Officials from Marion and Hamilton counties are set to take a big step Thursday morning toward transforming the White River into a greater recreational asset for central Indiana.
They are slated to join regional leaders at 9 a.m. at the Indianapolis Art Center to kick off the master plan process, aimed at revitalizing a 58-mile stretch of the river, spanning from northern Hamilton County to southern Marion County.
“We don’t have mountains, we don’t have oceans, but we have this amazing opportunity,” said Emily Mack, director of the city’s Department of Metropolitan Development.

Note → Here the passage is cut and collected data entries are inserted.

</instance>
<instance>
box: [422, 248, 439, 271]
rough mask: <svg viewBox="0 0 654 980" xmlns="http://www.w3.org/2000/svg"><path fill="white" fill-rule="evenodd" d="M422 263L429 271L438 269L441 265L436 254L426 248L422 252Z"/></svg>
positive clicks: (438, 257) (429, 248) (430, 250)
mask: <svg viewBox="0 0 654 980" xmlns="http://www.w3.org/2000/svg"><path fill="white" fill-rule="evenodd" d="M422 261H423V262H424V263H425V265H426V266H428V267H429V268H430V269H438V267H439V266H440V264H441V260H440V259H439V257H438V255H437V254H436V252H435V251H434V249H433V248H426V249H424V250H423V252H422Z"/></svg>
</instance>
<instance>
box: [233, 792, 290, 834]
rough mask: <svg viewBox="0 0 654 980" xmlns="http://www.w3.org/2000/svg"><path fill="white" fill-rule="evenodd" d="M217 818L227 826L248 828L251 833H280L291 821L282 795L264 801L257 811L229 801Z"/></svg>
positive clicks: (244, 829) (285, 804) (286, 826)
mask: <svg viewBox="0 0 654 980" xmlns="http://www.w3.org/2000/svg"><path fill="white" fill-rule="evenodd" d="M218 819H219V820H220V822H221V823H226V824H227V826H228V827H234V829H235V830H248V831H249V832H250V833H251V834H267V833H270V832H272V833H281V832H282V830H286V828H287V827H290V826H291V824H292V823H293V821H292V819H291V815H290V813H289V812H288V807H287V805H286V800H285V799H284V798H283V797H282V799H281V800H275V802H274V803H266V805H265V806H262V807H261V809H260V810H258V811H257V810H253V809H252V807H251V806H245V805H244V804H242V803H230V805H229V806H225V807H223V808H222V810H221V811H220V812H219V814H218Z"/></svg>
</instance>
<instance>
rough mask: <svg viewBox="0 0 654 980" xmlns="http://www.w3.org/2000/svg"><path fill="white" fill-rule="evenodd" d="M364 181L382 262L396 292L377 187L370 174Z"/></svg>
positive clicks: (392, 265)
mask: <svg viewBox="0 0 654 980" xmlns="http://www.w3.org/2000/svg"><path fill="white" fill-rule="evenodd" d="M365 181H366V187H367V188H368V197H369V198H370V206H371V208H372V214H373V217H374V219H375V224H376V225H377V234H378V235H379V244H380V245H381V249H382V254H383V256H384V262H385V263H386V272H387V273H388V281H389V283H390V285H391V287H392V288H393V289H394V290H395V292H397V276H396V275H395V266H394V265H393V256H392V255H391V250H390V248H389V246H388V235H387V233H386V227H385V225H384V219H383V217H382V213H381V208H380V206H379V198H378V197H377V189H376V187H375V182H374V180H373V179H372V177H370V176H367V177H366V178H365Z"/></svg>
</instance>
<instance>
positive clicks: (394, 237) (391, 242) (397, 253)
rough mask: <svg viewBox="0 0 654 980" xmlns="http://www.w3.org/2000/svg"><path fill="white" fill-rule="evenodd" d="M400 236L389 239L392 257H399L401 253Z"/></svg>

The DMD and Hamilton County Tourism Inc. partnered in July to issue a request for qualifications to select a firm to lead master planning. A selection committee narrowed the nine respondents to three before selecting Boston-based architectural firm Sasaki.
Gina Ford, a landscape architect, and Brie Hensold, an urban planner, are leading the effort. They have since left Sasaki to form Cambridge, Massachusetts-based Agency Landscape + Planning but have retained the White River contract.
The long-term goal of the project is to develop a comprehensive and coordinated regional effort to enhance the White River. Leaders of the effort will meet with the public during the next 12 months to formulate the plan.
Taking a ride on a pontoon boat or enjoying a concert along the river could be ways to enhance activity along the waterway, Mack said.
Improvements along the river would be funded by a combination of public and private dollars. The amount that needs to be raised would depend upon what the plan recommends, she said.
Visit Indy supports the plan. The organization’s CEO, Leonard Hoops, said he hopes one day that Indianapolis can become more like Paris. Neither has mountains nor oceans, but each has a river flowing through it. Paris, however, had a much bigger head start in utilizing the Seine, Hoops acknowledged.
“If we can take advantage of the river, we can advance the experience of central Indiana well beyond what it is today,” he said.
DMD Planning Administrator Brad Beaubien said the planning process couldn’t have started without Dig Indy—a $2 billion investment to improve waterways. The DigIndy tunnel system is a 28-mile-long network of tunnels being built 250 feet below ground to eliminate sewer overflows to area waterways by 2025. The system keeps millions of pounds of sewage out of the White River.
The objective is to collaborate on a plan that will benefit both Hamilton and Marion counties, said Brenda Myers, president and CEO of Hamilton County Tourism Inc.
“We want to complement each other, not compete,” she said.